Alegeus operates as a white-label platform - the product is adopted by benefit providers (employers and their administrators) who brand and configure it for their own end users. This meant the redesign couldn't assume a fixed visual identity. To solve for this, I designed a CMS configuration page for admins - the benefit provider layer - that allowed them to apply their own theming: brand colours, typography, logo, and tone. The design system's token architecture made this possible cleanly: admins could remap the surface without breaking the underlying component structure or interaction logic. Any client could make the platform feel like their own product without redesigning it.

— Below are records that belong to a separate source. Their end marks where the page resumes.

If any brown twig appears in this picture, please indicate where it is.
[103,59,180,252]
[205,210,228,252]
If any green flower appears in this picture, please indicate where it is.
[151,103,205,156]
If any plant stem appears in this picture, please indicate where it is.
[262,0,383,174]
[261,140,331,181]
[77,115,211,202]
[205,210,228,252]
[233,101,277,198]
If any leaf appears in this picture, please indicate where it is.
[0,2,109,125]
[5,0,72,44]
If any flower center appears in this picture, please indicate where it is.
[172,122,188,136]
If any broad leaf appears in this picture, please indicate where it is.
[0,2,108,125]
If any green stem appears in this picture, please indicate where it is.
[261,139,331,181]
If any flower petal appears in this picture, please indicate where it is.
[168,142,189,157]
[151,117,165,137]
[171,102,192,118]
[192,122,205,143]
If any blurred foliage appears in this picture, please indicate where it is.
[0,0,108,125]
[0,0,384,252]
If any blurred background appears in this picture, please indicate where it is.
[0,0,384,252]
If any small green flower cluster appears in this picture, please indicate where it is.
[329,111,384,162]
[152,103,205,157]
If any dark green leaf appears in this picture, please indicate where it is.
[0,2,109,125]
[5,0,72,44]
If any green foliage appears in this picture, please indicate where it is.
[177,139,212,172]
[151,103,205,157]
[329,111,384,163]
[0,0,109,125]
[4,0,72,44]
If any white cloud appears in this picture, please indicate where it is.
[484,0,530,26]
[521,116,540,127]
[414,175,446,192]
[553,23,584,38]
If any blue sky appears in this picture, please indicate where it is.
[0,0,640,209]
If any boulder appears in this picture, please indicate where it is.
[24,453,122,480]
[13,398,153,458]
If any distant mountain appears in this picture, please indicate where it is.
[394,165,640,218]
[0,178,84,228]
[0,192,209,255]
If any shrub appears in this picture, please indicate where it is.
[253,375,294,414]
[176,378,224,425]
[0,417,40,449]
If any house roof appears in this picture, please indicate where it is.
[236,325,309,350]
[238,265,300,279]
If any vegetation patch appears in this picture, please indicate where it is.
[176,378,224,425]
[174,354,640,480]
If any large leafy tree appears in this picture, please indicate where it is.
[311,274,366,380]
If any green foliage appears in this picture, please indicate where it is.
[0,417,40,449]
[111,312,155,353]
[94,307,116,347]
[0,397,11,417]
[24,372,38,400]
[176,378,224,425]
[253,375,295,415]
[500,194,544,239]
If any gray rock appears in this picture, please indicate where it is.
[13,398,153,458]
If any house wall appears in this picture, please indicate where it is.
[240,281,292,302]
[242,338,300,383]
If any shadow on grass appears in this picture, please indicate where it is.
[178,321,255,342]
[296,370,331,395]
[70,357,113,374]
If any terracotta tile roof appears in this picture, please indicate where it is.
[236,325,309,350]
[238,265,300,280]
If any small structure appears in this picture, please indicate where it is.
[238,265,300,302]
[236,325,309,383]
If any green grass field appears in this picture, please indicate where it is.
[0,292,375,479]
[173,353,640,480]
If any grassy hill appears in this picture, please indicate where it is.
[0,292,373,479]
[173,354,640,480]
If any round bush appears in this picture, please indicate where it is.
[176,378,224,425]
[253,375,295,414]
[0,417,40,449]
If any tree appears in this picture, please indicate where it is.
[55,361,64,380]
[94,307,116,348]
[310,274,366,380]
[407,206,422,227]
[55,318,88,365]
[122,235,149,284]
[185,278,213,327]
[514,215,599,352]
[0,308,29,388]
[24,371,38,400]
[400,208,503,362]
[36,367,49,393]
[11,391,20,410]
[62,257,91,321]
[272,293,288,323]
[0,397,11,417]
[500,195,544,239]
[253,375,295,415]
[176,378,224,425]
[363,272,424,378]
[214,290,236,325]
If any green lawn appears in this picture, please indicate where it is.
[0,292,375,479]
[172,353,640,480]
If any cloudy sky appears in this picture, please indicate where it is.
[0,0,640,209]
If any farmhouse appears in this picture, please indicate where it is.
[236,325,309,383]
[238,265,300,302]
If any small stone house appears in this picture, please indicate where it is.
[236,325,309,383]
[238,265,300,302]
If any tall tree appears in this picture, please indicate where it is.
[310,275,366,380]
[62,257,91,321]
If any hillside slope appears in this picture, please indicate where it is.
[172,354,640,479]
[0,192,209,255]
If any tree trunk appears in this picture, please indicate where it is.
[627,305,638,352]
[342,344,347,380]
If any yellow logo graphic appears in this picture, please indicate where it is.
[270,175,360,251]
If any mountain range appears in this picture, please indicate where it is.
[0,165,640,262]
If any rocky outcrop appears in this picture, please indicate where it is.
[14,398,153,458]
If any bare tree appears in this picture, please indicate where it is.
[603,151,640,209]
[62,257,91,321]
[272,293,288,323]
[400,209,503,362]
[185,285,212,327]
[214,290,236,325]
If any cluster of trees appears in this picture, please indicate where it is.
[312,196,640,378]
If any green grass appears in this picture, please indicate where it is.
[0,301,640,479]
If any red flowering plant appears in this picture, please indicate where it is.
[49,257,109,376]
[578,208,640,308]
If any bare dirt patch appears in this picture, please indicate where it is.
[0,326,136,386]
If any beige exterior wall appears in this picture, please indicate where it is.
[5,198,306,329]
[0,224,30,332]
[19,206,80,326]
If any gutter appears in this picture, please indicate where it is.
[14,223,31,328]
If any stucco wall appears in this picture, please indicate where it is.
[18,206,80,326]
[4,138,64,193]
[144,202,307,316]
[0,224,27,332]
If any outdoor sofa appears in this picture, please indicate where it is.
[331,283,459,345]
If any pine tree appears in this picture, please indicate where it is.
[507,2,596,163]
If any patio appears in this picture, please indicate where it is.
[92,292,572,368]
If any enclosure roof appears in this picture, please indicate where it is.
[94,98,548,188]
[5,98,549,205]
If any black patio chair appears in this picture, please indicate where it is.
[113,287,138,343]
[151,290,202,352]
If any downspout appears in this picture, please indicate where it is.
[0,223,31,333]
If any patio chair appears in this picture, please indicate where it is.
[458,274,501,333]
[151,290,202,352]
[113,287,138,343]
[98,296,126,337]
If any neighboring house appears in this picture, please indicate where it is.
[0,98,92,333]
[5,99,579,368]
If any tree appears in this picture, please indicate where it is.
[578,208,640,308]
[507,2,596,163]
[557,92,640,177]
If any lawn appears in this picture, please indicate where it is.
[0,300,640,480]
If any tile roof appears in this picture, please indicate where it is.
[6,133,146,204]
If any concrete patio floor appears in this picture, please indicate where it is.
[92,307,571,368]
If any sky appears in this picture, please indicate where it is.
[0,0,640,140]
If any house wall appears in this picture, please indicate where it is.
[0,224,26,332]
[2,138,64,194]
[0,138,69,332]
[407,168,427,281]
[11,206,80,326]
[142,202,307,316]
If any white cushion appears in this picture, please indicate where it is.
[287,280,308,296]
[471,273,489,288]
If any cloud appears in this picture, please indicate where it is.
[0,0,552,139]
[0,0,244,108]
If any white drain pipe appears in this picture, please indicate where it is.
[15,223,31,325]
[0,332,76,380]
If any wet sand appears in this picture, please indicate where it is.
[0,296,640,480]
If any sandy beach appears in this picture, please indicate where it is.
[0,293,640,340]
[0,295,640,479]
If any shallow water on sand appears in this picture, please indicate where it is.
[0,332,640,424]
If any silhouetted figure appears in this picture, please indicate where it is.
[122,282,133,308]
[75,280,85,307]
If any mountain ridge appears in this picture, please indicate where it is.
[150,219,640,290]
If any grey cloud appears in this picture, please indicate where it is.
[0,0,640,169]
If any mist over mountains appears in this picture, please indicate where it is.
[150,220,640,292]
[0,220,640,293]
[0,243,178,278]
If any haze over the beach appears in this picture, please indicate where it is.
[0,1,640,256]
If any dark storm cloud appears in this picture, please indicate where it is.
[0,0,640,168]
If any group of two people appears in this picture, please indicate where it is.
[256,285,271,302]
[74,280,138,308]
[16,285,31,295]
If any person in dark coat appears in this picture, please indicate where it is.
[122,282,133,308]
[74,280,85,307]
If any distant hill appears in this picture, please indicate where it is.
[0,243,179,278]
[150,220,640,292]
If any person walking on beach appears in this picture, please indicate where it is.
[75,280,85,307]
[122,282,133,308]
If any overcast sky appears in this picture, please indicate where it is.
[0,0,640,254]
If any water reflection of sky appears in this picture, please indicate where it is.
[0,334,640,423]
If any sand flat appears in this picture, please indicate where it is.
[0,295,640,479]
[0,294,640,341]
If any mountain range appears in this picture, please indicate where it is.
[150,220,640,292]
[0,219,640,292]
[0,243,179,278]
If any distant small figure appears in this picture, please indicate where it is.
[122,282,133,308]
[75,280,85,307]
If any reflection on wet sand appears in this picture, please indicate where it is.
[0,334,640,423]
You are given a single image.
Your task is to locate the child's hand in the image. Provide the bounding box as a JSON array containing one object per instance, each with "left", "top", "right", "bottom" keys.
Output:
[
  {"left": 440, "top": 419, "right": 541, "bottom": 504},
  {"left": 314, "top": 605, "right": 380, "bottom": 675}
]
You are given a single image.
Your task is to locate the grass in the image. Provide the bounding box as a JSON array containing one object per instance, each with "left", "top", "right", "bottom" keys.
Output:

The redesigned flows addressed each failure mode directly. Account context was established at every entry point - balance, account type, and status were always visible and always scannable. Benefit terminology was progressively explained inline rather than assumed. Reimbursement flows were rebuilt with clear progress indicators, explicit eligibility signals, and confirmation states that told users their action had registered. The CIP process was redesigned as a guided, human-toned experience - each step explained, each data request justified, and progress always visible.
Phase 04 - Benefits Whisperer (hackathon)
At a hackathon, I reimagined the entire platform around a different premise: what if your benefits account had a team of specialists working behind the scenes - each one an expert in a specific domain - and the interface was simply where they surfaced their insight to you?
The concept was called Benefits Whisperer. Rather than a dashboard you navigate, it was a proactive, personalised experience driven by a multi-agent AI architecture. Each agent had a named role and a specific domain of expertise - together they formed an internal advisory system that monitored your accounts, transactions, and health profile, and surfaced exactly the right guidance at the right moment.
The agent system was orchestrated in two tiers. At the top, Orion acted as the orchestrator - receiving event triggers and user chat input and routing to the right specialist agents. Sherpa functioned as the planner, coordinating multi-step reasoning across agents before surfacing a response. Below them, a layer of specialist agents handled distinct domains: Bella (Benefit Sage) for plan guidance and eligibility, Cory (HSA Contribution Coach) for optimising tax-advantaged contributions, Ivy (Investments Guru) for HSA investment decisions, Una (Utilisation Guide) for spending and reimbursement coaching, PepTalk for behavioural nudges and engagement, PayMint for payment actions, and Pulse for health and benefit trend monitoring. External vendor agents - MolarMole (dental coverage) and DontGoBrokeR (telehealth scheduler) - connected the system to third-party services via an MCP server layer.
The UI reflected this architecture directly. Rather than a menu of features, the home screen was a Personal Health Benefit Assistant - a living, personalised surface showing proactive insights and recommendations generated by the agent layer based on the user's past interactions, transaction history, and benefit utilisation patterns. A health recommendations screen surfaced agent-generated, contextually relevant suggestions (not generic tips). An HSA contribution analysis screen combined Cory and Ivy's outputs into a rich investment opportunity view. A separate HSA Investment Opportunity view brought financial projection intelligence directly into the platform.
The design challenge was not building the agents - it was designing the interface layer that made a complex multi-agent system feel like one calm, trustworthy advisor. Every surface had to feel coherent and purposeful, not like a chatbot with extra features bolted on.